Find the volume of the solid obtained by rotating the region bounded by y=x^3 and x=y^3 in the first quadrant about the x-axis.

Answer 1

Can you set up the definite integral that leads to this answer?

Answer 2

no im totally lost

Answer 3

it is multiple choice

Answer 4

There must be limits of sorts...

Answer 5

from 0 to 1, perhaps?

Answer 6

that is the only thing the question says

Answer 7

I see. Well, I'll assume it's from 0 to 1, then, because that is where they intersect, ok? :)

Answer 8

ok

Answer 9

Well, you realise that from 0 to 1, x = y^3 is higher up than y = x^3, right?

Answer 10

yes

Answer 11

the answer can be 16/35pi, 16/7pi, 18/35, 7/2, or 16pi

Answer 12

In other words, we write both of them as functions of x... like so
\[f(x) = \sqrt[3]{x}\]
and
\[g(x) = x^{3}\]

And from 0 to 1, f(x) is greater than g(x)

Answer 13

ok

Answer 14

so what do we do next?

Answer 15

If f(x) is always greater than or equal to g(x) in the interval, then the volume of the solid of rotation is given by this formula (I can do my best to derive it if you so wish)

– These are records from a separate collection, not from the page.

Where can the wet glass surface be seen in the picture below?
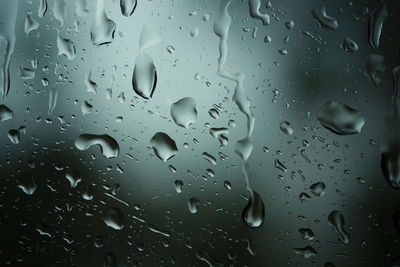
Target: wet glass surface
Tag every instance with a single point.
(199, 133)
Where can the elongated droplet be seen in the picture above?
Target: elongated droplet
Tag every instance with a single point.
(103, 29)
(65, 47)
(30, 24)
(390, 157)
(254, 213)
(42, 8)
(306, 252)
(376, 20)
(184, 112)
(108, 146)
(375, 64)
(340, 118)
(144, 78)
(324, 20)
(163, 146)
(114, 218)
(53, 96)
(5, 113)
(336, 221)
(26, 184)
(73, 177)
(254, 6)
(8, 17)
(193, 204)
(128, 7)
(59, 11)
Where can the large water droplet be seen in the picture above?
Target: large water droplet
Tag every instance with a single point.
(340, 118)
(103, 29)
(254, 213)
(8, 17)
(376, 19)
(164, 146)
(5, 113)
(336, 221)
(184, 112)
(128, 7)
(323, 19)
(65, 47)
(114, 218)
(108, 146)
(144, 79)
(193, 204)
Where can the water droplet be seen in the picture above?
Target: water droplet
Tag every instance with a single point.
(254, 213)
(336, 221)
(53, 96)
(103, 29)
(375, 64)
(27, 184)
(184, 112)
(340, 118)
(128, 7)
(65, 47)
(307, 234)
(318, 189)
(178, 186)
(8, 17)
(144, 79)
(286, 127)
(323, 19)
(73, 176)
(350, 45)
(42, 8)
(30, 24)
(164, 146)
(254, 6)
(59, 11)
(306, 252)
(376, 20)
(5, 113)
(108, 146)
(114, 218)
(193, 204)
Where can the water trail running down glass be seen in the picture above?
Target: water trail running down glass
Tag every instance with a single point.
(253, 213)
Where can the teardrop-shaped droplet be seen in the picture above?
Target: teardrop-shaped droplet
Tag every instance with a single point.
(30, 24)
(103, 29)
(193, 204)
(144, 78)
(59, 11)
(42, 8)
(114, 218)
(336, 221)
(323, 19)
(318, 189)
(53, 96)
(254, 213)
(340, 118)
(65, 47)
(108, 146)
(5, 113)
(376, 20)
(184, 112)
(26, 184)
(128, 7)
(164, 146)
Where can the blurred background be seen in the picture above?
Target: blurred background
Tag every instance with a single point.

\[\pi \int\limits_{a}^{b}[f(x)^{2}-g(x)^{2}]dx\]

Answer 16

Where (a,b) is your interval :)
Can you evaluate the integral?

Answer 17

yes please

Answer 18

yes please what?

Answer 19

oh that was it.. what do we do from there?:

Answer 20

Well, what's the interval, it's [0,1], right? and we have our values for f and g so all that's left is to plug them in :)

Answer 21

how do we plug a and b into x?

Answer 22

your values for a and b are 0 and 1, respectively, as we have that interval :)

Answer 23

Are you evaluating it?

Answer 24

\[\int \left(\pi \sqrt[3]{x}^2-\pi
\left(x^3\right)^2\right) \, dx=\pi
\left(\frac{3
x^{5/3}}{5}-\frac{x^7}{7}\right)+K

\]

Answer 25

Evaluate the above from 0 to 1 to get
\[
\int_0^1 \left(\pi \sqrt[3]{x}^2-\pi
\left(x^3\right)^2\right) \, dx=\frac{16
\pi }{35}
\]